The global surge in demand is being met by “matcha” green tea powder from China and Taiwan. Initially, this was low-quality and targeted to bottled ice tea and flavored foods. As the premium market for matcha expanded, growers began to “approximate” the complex and meticulous Japanese processes of growing and processing, including shading and grinding. Approximation is not equivalence. Roll grinders, for instance, approximate granite millstones but chomp rather than remove stems and veins.

In general, the China matchas are nowhere close to Japanese ones. China makes superb sun-grown green teas so this is not just a matter of knock0ffs and cheap substitutes, though these are all too commonplace. Apart from the high cost of producing true Ceremonial matcha, the terroirs of Uji, Kyoto and Nishio city, where 80% of the best Japanese matcha is made, are very different from those of Southwest China. The skill base is lacking, too.

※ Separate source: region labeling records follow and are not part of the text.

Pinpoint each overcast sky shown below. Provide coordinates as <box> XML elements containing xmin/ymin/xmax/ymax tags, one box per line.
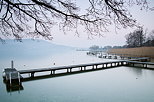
<box><xmin>49</xmin><ymin>0</ymin><xmax>154</xmax><ymax>47</ymax></box>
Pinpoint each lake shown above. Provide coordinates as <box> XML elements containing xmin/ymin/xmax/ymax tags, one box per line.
<box><xmin>0</xmin><ymin>40</ymin><xmax>154</xmax><ymax>102</ymax></box>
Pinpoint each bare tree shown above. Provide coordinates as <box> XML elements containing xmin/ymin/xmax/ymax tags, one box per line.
<box><xmin>0</xmin><ymin>0</ymin><xmax>152</xmax><ymax>40</ymax></box>
<box><xmin>126</xmin><ymin>27</ymin><xmax>146</xmax><ymax>47</ymax></box>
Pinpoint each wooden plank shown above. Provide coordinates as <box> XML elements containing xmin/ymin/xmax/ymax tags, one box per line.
<box><xmin>18</xmin><ymin>61</ymin><xmax>124</xmax><ymax>74</ymax></box>
<box><xmin>4</xmin><ymin>68</ymin><xmax>22</xmax><ymax>80</ymax></box>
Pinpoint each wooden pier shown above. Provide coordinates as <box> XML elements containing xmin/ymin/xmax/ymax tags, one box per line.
<box><xmin>18</xmin><ymin>61</ymin><xmax>126</xmax><ymax>77</ymax></box>
<box><xmin>4</xmin><ymin>57</ymin><xmax>154</xmax><ymax>85</ymax></box>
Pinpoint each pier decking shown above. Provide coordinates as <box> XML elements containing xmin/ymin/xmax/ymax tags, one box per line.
<box><xmin>18</xmin><ymin>61</ymin><xmax>126</xmax><ymax>77</ymax></box>
<box><xmin>4</xmin><ymin>57</ymin><xmax>154</xmax><ymax>85</ymax></box>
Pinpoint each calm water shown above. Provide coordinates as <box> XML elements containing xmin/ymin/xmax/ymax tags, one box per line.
<box><xmin>0</xmin><ymin>41</ymin><xmax>154</xmax><ymax>102</ymax></box>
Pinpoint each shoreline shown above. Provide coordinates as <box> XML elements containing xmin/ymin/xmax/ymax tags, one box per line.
<box><xmin>107</xmin><ymin>47</ymin><xmax>154</xmax><ymax>62</ymax></box>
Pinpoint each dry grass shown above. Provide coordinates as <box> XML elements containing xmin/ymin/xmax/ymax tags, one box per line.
<box><xmin>108</xmin><ymin>47</ymin><xmax>154</xmax><ymax>58</ymax></box>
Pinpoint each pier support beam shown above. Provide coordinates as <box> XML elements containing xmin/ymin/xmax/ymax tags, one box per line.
<box><xmin>31</xmin><ymin>72</ymin><xmax>34</xmax><ymax>78</ymax></box>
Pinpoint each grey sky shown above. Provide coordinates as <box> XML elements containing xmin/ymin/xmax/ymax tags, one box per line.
<box><xmin>52</xmin><ymin>0</ymin><xmax>154</xmax><ymax>47</ymax></box>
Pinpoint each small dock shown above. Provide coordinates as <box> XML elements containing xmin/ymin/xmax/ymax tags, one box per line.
<box><xmin>3</xmin><ymin>61</ymin><xmax>23</xmax><ymax>86</ymax></box>
<box><xmin>3</xmin><ymin>57</ymin><xmax>154</xmax><ymax>86</ymax></box>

The ¥3,00o price per ounce is typical of the best matcha. That’s $30 and is expensive. The leading vendors appear to keep their prices within about 5% of each other. If you buy matchas advertised at half the going price, it is very unlikely you will be pleased with the result.

There are wide variations in flavor, creaminess, intensity, smoothness and sweetness among the best matchas. This blog does not make any recommendations about specific brands. For that, search the many online first-rate, thoughtful and interesting comparisons made by third parties. Mutter to yourself “baby powder, blanket and $30.”